I like a dab of solder on the tip of my iron. But first,
each part you are soldering must be 'tinned'. for most
model soldering I use a toothpick to apply a dab of flux,
then carry the dab of solder to each part and let the
heat quickly transfer the solder. When both parts have
the solder where they are to connect, clamp them together
then bring a 3rd dab of solder to the joint and the heat will
quickly 'weld' them together. 

Practice on scrap wire and rails and you'll quickly get the
hang of it.

Don


----------



## Newtown Joe (Jan 30, 2013)

From the answers here it's obvious that soldering involves a combination of knowledge, technique, art and a steady hand. All of which I posses to a limited degree.


----------



## fcwilt (Sep 27, 2013)

Newtown Joe said:


> From the answers here it's obvious that soldering involves a combination of knowledge, technique, art and a steady hand.
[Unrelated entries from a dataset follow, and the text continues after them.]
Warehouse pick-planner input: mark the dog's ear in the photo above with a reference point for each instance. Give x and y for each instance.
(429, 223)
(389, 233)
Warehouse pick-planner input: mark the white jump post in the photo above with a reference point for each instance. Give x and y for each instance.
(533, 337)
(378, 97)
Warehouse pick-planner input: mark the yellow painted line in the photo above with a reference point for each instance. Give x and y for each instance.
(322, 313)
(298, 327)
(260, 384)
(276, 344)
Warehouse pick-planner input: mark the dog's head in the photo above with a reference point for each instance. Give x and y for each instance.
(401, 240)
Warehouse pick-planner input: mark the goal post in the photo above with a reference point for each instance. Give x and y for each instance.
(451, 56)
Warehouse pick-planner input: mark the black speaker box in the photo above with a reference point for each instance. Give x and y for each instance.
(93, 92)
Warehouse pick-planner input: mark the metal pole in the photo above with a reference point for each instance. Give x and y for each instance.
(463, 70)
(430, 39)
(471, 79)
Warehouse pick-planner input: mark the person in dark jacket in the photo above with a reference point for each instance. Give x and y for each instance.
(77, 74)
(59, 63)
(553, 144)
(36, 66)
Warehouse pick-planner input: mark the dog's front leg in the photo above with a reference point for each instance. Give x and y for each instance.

All of which I posses to a limited degree.


It really is not difficult - start with the right tools and materials - practice - in just a short time you should be more then proficient.

Hands on I could teach you to solder rail joints in less then an hour - absolute max.


----------



## jesteck (Apr 15, 2014)

Sorry I'm chiming in a little late here. I'm a retired plumber and know a bit about soldering, using everything from pencil irons through acetylene torches. Some basic principles:

1) Surfaces to be soldered must be clean and free of paint and oxidation. The purpose of flux is to prevent reoxidation when heating the components.
2) Overheating can and will cause the flux material to boil off and allow the components to re-oxidize, defeating your purpose.
3) For electrical work on a model RR of ANY scale, you do NOT want to try to use a roll of 1/8" plumber's solder from Home Depot. You'll melt everything in sight before the solder even thinks about melting. Instead, you'll want the smallest diameter resin-core or multi-core solder you can find; try Radio Shack, Walthers, or your local hobby shop.
4) If you're afraid the wet-sponge might leave some plastic or rubber residue on the tip of your iron or gun, use a wet paper towel.
5) Heat sinks can be as simple as alligator clips. All you want to do is keep the heat away from where it's not supposed to be.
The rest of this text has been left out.